18
votes

I've been using lex/yacc and now I'm trying to switch to ANTLR. The major concern is that ANTLR is an LL(*) parser unlike yacc which is LALR. I'm used to thinking bottom-up and I don't exactly know what the advantage of LL grammars is. People say that LL grammars are easier to understand and more popular these days. But it seems that LR parsers are more powerful e.g. LL parsers are incapable of dealing with left-recursions, although there seems to be some workarounds.

So the question is what is the advantage of LL grammars over LALR? I'd appreciate it if somebody could give me some examples. Links to useful articles would be great, too.

Thanks for your help in advance!

(I see this is a great resource: What advantages do LL parsers have over LR parsers?, but it would've been better with some examples.)

2

2 Answers

17
votes

LR parsers are strictly more powerful than LL parsers, and in addition, LALR parsers can run in O(n) like LL parsers. So you won't find any functional advantages of LL over LR.

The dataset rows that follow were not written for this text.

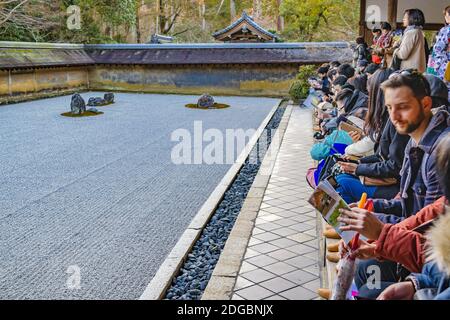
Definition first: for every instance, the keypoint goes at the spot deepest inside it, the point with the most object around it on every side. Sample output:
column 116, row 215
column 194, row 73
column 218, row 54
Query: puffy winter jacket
column 402, row 244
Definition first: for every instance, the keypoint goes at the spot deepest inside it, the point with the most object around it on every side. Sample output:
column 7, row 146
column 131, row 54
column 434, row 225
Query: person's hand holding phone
column 355, row 135
column 348, row 167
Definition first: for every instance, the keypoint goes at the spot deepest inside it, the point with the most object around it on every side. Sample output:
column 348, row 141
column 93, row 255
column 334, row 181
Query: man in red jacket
column 402, row 243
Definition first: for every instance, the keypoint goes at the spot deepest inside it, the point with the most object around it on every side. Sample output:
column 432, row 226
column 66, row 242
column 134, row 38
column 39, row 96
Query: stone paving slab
column 282, row 257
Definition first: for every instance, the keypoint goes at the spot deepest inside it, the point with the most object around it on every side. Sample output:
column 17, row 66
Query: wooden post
column 362, row 17
column 392, row 13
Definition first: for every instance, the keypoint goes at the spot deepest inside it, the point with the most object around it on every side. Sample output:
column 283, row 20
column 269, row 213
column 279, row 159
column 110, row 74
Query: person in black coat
column 389, row 152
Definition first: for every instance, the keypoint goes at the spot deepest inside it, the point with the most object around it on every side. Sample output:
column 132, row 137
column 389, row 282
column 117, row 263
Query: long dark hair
column 377, row 115
column 415, row 17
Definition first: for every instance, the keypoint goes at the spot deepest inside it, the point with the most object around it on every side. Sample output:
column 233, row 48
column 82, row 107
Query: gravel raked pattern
column 100, row 193
column 199, row 266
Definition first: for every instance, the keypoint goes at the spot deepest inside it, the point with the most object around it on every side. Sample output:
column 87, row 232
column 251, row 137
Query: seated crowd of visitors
column 384, row 129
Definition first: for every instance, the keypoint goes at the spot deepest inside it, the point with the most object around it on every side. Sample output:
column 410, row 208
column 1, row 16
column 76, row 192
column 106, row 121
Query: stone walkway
column 282, row 258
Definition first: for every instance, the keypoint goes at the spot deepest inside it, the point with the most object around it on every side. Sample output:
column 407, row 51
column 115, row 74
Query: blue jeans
column 351, row 189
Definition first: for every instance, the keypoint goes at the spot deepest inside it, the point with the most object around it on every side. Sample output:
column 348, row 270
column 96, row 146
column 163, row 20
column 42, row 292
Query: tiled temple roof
column 26, row 55
column 247, row 19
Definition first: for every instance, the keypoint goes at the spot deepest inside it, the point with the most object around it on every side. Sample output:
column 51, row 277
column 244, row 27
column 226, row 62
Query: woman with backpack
column 411, row 53
column 441, row 51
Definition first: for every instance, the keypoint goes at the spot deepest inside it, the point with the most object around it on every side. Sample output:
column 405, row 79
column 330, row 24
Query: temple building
column 245, row 29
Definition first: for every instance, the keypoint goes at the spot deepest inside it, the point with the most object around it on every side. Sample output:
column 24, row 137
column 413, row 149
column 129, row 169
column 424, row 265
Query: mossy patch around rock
column 216, row 106
column 100, row 105
column 85, row 114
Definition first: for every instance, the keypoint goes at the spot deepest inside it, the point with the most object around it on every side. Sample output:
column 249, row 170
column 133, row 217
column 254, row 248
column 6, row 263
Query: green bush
column 300, row 87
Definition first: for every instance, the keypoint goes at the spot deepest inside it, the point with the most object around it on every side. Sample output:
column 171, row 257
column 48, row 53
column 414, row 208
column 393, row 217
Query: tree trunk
column 232, row 10
column 202, row 12
column 280, row 19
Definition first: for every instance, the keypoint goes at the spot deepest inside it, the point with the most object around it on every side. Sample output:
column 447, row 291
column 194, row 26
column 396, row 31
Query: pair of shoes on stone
column 333, row 257
column 318, row 136
column 324, row 293
column 333, row 247
column 331, row 234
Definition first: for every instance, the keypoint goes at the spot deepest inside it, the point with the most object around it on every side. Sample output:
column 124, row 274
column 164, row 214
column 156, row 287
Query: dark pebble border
column 193, row 277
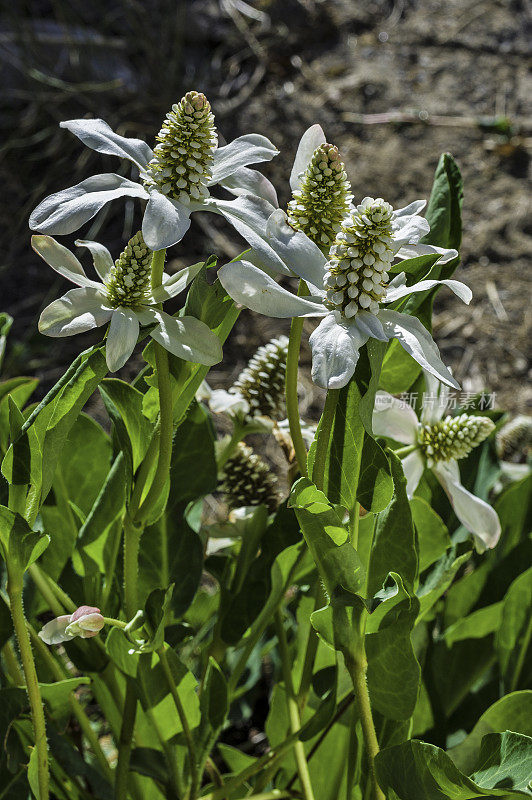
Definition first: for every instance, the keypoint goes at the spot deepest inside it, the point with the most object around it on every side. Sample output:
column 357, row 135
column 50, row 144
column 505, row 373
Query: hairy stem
column 293, row 709
column 324, row 436
column 292, row 403
column 357, row 670
column 14, row 590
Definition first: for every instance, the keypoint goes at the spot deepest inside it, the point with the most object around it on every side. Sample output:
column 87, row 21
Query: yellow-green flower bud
column 514, row 438
column 248, row 481
column 319, row 206
column 129, row 280
column 453, row 437
column 356, row 276
column 261, row 383
column 184, row 154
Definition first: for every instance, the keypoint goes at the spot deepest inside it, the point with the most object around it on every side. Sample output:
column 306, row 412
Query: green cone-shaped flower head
column 356, row 276
column 184, row 154
column 261, row 383
column 129, row 279
column 322, row 202
column 248, row 481
column 453, row 437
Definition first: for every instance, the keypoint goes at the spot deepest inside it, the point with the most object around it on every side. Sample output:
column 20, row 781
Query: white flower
column 437, row 442
column 86, row 622
column 125, row 299
column 174, row 178
column 348, row 290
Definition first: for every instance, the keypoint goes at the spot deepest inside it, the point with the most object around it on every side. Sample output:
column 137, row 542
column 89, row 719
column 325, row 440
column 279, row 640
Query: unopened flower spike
column 437, row 443
column 248, row 481
column 125, row 299
column 350, row 287
column 85, row 622
column 258, row 392
column 322, row 201
column 175, row 178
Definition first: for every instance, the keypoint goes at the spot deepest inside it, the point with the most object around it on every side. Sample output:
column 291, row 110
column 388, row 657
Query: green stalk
column 324, row 437
column 14, row 590
column 166, row 417
column 522, row 655
column 292, row 403
column 293, row 709
column 194, row 782
column 76, row 707
column 357, row 670
column 125, row 744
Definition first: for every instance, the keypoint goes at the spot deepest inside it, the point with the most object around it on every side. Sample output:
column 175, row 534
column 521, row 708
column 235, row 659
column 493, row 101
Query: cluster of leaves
column 446, row 631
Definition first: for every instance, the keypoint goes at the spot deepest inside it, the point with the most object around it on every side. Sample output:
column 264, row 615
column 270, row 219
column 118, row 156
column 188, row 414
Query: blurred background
column 392, row 82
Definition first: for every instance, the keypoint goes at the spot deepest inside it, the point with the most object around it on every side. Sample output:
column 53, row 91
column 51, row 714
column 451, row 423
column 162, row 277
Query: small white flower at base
column 437, row 444
column 85, row 622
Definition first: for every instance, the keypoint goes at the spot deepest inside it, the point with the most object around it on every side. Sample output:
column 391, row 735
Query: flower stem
column 125, row 744
column 324, row 436
column 404, row 451
column 357, row 670
column 184, row 724
column 14, row 590
column 166, row 420
column 292, row 403
column 293, row 709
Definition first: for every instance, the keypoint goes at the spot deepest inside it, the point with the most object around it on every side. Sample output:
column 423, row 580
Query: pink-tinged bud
column 86, row 621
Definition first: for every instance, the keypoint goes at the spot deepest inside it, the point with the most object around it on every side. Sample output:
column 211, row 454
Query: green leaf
column 19, row 390
column 476, row 625
column 511, row 711
column 394, row 543
column 393, row 670
column 513, row 637
column 124, row 406
column 107, row 509
column 337, row 562
column 352, row 450
column 56, row 695
column 440, row 578
column 415, row 770
column 6, row 322
column 514, row 508
column 432, row 535
column 171, row 552
column 33, row 457
column 193, row 445
column 506, row 762
column 327, row 538
column 20, row 545
column 445, row 205
column 214, row 701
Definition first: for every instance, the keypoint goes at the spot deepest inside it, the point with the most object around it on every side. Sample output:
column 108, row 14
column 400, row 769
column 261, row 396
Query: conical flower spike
column 261, row 383
column 357, row 277
column 183, row 158
column 322, row 202
column 248, row 481
column 129, row 280
column 453, row 437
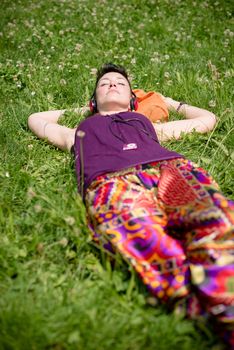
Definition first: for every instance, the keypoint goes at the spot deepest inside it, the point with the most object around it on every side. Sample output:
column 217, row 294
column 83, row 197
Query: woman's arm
column 45, row 126
column 197, row 119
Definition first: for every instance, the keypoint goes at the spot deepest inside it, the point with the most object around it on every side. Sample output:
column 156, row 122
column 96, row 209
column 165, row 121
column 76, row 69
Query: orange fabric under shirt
column 151, row 105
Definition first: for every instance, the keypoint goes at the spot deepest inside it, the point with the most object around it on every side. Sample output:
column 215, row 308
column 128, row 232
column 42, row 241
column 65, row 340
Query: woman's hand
column 197, row 119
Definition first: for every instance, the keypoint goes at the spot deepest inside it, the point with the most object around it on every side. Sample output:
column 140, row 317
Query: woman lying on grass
column 155, row 207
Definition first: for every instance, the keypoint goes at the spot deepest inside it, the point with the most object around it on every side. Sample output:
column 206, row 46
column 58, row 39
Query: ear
column 93, row 105
column 133, row 102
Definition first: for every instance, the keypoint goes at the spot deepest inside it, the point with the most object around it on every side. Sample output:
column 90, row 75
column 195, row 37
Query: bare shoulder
column 60, row 136
column 45, row 126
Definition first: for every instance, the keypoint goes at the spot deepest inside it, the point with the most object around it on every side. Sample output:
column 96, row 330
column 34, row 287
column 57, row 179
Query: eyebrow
column 119, row 78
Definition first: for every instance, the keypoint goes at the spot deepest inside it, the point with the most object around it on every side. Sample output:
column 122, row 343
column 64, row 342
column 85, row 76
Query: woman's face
column 113, row 93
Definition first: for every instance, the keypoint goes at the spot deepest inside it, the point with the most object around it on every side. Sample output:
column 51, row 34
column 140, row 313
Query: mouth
column 113, row 90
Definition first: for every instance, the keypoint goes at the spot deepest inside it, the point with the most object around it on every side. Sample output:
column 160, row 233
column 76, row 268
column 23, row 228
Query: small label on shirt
column 128, row 146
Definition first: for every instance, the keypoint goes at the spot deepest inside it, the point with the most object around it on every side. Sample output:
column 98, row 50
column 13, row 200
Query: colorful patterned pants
column 170, row 221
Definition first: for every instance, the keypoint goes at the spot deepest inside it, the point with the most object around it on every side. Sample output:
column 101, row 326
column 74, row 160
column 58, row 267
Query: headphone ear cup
column 133, row 104
column 93, row 105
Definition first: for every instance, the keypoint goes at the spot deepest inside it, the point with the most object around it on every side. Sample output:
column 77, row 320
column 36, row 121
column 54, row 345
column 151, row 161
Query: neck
column 107, row 112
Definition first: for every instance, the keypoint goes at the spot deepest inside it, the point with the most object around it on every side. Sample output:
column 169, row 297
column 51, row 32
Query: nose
column 112, row 83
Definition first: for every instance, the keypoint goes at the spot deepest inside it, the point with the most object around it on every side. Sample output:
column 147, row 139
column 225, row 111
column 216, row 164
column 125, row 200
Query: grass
column 58, row 291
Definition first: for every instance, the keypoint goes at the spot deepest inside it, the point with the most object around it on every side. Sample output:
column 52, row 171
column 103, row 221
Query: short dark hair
column 107, row 68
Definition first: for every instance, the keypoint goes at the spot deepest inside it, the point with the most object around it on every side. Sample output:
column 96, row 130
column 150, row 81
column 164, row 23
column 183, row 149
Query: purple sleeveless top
column 114, row 142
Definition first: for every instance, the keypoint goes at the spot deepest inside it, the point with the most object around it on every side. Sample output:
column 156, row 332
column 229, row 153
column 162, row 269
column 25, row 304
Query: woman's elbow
column 212, row 121
column 208, row 123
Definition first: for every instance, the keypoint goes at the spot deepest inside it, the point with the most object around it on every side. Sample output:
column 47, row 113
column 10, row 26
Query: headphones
column 93, row 104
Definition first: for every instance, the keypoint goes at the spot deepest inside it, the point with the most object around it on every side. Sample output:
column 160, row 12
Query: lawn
column 57, row 289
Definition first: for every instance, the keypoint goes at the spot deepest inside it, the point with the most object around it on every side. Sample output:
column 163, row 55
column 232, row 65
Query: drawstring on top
column 121, row 120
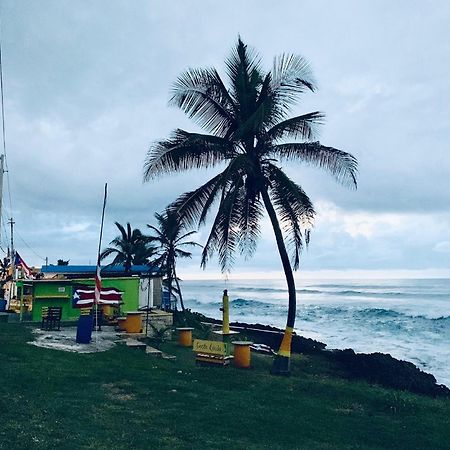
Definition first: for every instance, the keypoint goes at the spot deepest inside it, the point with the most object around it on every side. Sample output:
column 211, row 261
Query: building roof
column 116, row 270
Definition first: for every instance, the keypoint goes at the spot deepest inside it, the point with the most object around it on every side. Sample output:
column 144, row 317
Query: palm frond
column 304, row 127
column 185, row 151
column 182, row 253
column 291, row 76
column 192, row 205
column 243, row 69
column 224, row 233
column 343, row 166
column 201, row 94
column 294, row 209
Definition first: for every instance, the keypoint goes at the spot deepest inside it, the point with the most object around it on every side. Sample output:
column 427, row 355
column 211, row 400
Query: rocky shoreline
column 377, row 368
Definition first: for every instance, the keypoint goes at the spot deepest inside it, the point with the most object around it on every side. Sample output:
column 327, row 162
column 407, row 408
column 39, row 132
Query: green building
column 141, row 288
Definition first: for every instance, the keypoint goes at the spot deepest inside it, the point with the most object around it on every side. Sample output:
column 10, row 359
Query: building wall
column 60, row 292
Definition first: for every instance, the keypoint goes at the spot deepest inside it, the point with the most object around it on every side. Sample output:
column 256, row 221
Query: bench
column 211, row 353
column 51, row 317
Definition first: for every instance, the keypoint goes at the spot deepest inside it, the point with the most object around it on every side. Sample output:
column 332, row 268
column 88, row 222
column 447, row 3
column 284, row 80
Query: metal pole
column 13, row 265
column 2, row 170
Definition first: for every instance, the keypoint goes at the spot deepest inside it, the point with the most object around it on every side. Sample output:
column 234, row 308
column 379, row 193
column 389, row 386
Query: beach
column 409, row 318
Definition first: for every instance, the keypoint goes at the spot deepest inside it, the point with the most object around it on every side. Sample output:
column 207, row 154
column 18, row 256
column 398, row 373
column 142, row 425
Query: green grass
column 125, row 399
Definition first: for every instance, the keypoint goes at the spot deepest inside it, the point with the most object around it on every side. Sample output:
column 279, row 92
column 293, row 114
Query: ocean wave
column 309, row 313
column 358, row 292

Thus, the only advantage of LL is that LR state machines are quite a bit more complex and difficult to understand, and LR parsers themselves are not especially intuitive. On the other hand, LL parser code which is automatically generated can be very easy to understand and debug.

13
votes

The greatest advantage I see to LL parsers is that they are so easy to understand and implement! You can hand write recursive descent parsers with code that closely matches the grammar.

LR are generally considered more powerful and also much faster BUT there are a few trade offs that I know:

  • LR parsers can only use synthesized attributes; they can not pass inherited attributes.
  • Actions in an LR grammar can cause grammar nondeterminism but not in LL.

However, you will find that LL(*) are also very powerful.